If you smoke, get the help you need to quit (state quitlines can be accessed at www.naquitline.org or by calling 1-800-QUIT-NOW).
If you live in an area with high levels of radon coming from the bedrock (see www.epa.gov/radon), consider having your house tested for radon exposure. If radon levels are too high, a device can be installed to reduce them.
Eat a well-balanced diet and exercise. These activities help reduce the risk of all cancers.
If you smoke now or smoked in the past, or have a family history of lung cancer, consider speaking to your doctor about screening tests that may be available to you.
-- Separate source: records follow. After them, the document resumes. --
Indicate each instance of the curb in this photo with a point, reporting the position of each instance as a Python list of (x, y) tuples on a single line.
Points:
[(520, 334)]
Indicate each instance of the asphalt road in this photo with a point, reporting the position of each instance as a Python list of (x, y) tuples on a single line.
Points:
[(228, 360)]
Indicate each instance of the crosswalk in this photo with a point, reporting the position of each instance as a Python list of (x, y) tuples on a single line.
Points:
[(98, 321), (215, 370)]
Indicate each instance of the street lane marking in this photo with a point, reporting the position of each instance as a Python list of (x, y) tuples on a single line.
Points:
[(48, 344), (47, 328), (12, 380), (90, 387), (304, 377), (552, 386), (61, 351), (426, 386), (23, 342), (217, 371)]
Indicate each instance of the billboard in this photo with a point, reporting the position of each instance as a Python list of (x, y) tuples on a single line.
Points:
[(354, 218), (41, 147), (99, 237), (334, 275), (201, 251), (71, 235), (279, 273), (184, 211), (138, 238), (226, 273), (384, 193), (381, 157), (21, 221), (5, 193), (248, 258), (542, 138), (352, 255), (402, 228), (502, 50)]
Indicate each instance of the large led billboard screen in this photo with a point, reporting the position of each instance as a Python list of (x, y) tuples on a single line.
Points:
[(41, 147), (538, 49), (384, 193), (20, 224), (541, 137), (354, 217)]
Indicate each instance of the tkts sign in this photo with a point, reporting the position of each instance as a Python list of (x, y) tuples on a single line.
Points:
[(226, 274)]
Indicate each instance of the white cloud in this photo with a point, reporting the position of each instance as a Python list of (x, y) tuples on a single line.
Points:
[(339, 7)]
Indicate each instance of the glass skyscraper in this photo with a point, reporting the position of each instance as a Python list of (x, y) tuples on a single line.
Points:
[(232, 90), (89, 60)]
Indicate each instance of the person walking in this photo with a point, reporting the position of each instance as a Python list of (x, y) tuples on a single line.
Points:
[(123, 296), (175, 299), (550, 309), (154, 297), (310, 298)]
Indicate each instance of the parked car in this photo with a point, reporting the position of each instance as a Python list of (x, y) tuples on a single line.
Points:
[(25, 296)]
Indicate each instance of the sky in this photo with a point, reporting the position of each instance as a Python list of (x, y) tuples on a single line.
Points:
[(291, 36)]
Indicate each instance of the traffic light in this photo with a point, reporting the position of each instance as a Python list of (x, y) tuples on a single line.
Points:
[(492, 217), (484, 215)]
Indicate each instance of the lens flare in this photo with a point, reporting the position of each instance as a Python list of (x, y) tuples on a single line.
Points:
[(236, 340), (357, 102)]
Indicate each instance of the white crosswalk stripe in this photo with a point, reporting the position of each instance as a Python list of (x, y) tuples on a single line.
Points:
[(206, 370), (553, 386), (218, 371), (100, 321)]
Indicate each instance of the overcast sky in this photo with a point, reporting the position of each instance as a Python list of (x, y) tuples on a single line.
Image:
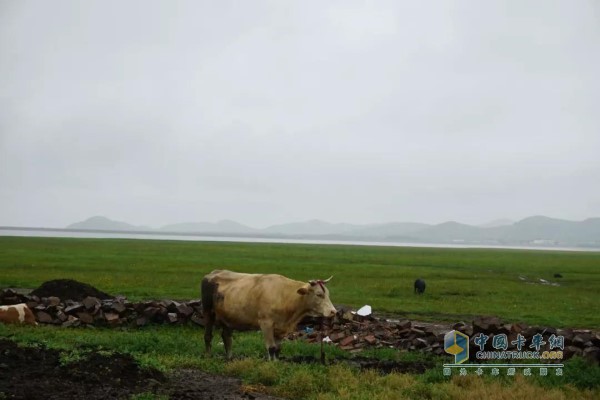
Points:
[(264, 112)]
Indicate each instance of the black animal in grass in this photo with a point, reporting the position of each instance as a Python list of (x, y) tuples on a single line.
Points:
[(419, 286)]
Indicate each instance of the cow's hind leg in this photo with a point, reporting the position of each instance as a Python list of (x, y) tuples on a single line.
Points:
[(227, 335), (209, 322), (267, 329), (208, 291)]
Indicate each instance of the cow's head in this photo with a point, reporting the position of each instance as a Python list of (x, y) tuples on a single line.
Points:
[(316, 297)]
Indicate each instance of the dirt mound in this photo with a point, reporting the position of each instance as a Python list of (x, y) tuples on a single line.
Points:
[(37, 373), (69, 289)]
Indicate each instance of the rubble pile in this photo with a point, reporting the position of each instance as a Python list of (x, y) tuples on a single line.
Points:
[(112, 311), (352, 332), (348, 330)]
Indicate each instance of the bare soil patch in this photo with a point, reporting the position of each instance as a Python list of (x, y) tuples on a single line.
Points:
[(69, 289), (32, 373)]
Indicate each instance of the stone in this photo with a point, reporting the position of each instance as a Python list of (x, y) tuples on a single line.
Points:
[(172, 317), (73, 308), (347, 341), (111, 318), (85, 317), (185, 310), (44, 318), (91, 303), (370, 339)]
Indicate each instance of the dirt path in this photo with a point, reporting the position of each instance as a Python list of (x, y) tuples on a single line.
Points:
[(30, 373)]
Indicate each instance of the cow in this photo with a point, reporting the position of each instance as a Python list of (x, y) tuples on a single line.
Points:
[(269, 302), (419, 286), (17, 314)]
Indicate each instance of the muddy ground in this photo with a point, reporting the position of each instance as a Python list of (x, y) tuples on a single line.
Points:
[(37, 373), (30, 373)]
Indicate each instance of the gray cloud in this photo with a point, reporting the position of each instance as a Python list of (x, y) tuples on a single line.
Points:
[(267, 112)]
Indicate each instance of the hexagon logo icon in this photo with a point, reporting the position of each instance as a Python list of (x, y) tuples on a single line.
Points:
[(457, 344)]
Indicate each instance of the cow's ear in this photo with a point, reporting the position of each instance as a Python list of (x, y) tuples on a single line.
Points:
[(302, 291)]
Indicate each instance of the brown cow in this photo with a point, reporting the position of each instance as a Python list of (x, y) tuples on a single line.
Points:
[(17, 314), (272, 303)]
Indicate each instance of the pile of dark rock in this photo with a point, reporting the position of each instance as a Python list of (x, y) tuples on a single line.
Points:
[(71, 303)]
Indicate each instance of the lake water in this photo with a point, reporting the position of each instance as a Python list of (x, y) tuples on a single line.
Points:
[(200, 238)]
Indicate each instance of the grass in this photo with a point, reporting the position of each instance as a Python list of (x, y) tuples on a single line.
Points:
[(461, 282)]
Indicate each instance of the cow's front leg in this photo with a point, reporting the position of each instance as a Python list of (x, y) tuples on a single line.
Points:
[(277, 346), (227, 334), (267, 329)]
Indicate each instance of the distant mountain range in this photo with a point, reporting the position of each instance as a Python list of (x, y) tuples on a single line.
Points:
[(537, 230)]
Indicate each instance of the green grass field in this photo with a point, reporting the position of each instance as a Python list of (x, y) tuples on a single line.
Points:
[(461, 283)]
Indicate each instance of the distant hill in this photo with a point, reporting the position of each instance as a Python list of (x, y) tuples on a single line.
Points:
[(536, 230), (389, 230), (106, 224), (224, 226), (312, 227), (497, 222)]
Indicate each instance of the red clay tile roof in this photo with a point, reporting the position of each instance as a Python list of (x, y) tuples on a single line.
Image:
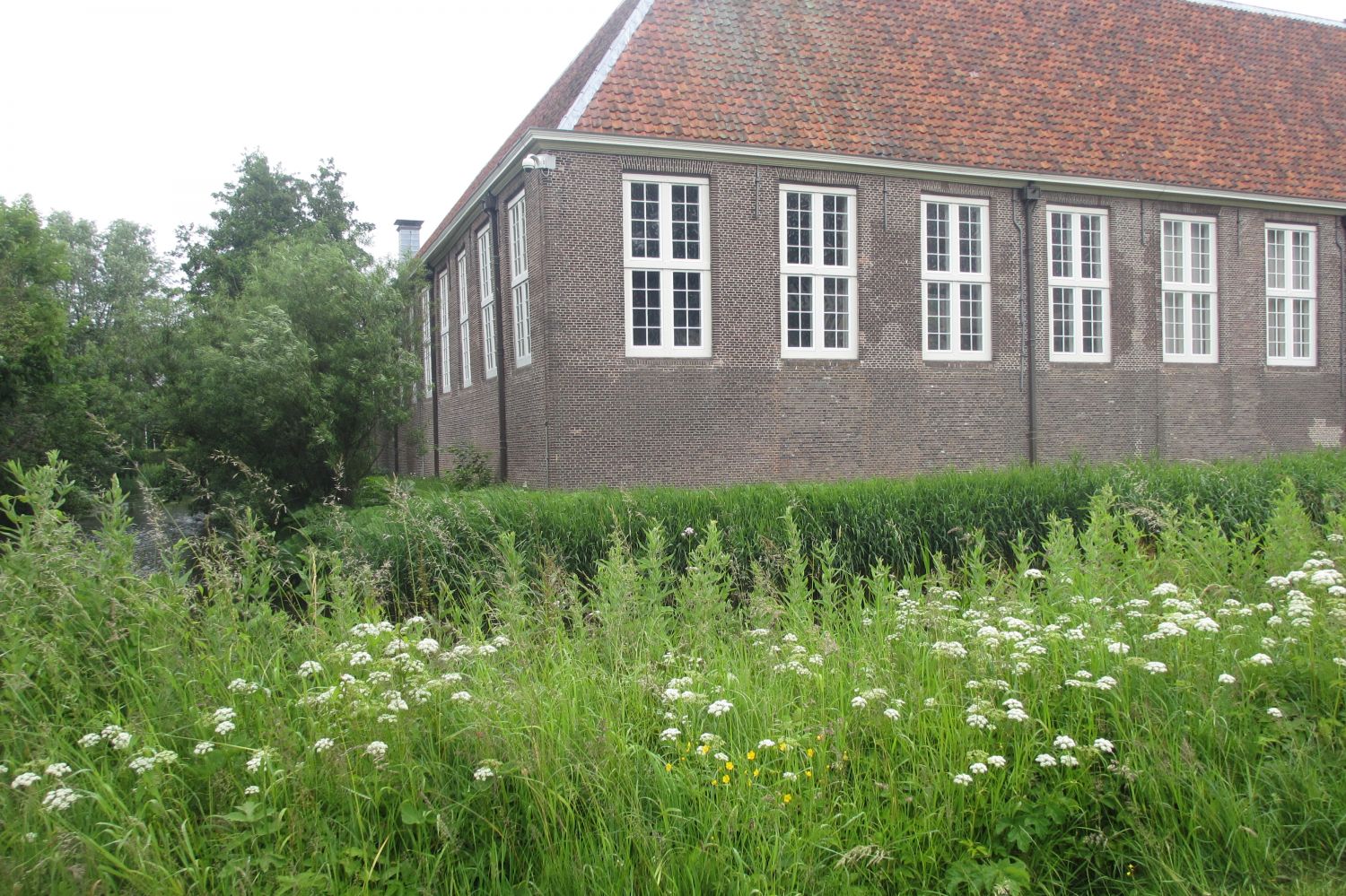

Cancer is most treatable when it is detected early.
American Cancer Society. Cancer Facts and Figures 2007. Atlanta: American Cancer Society; 2007. Satcher, D., T.G. Thompson and J.P. Kaplan, Women and smoking: a report of the Surgeon General. Nicotine Tob Res, 2002. 4(1): p. 7-20.
Ebbert, J.O., et al., Lung cancer risk reduction after smoking cessation: observations from a prospective cohort of women. J Clin Oncol, 2003. 21(5): p. 921-6.
Tong, L., M.R. Spitz, J.J. Fueger, and C.A. Amos, Lung carcinoma in former smokers. Cancer, 1996. 78(5): p. 1004-10.
National Research Council, Health Effects of Exposure to Radon: BEIR V. National Academy Press, Washington, DC, 1999.
MMWR Morb Mortal Wkly Rep. 2005; 54(25):625-628
Hoyert, D.L., M.P. Heron, S.L. Murphy, H. Kung. Deaths: Final Data for 2003. National vital statistics reports; 54(13). Hyattsville, MD: National Center for Health Statistics. 2006.
American Cancer Society, Breast Cancer Facts & Figures 2005-2006. Atlanta: American Cancer Society, Inc.
Jemal, A., R.C. Tiwari, T. Murray, A. Ghafoor, A. Samuels, E. Ward, E.J. Feuer, and M.J. Thun, Cancer statistics, 2004. CA Cancer J Clin, 2004. 54(1): p. 8-29.
Centers for disease Control and Prevention, Health, United States, 2006 National Center for Health Statistics: Atlanta, GA. p. 180, 244.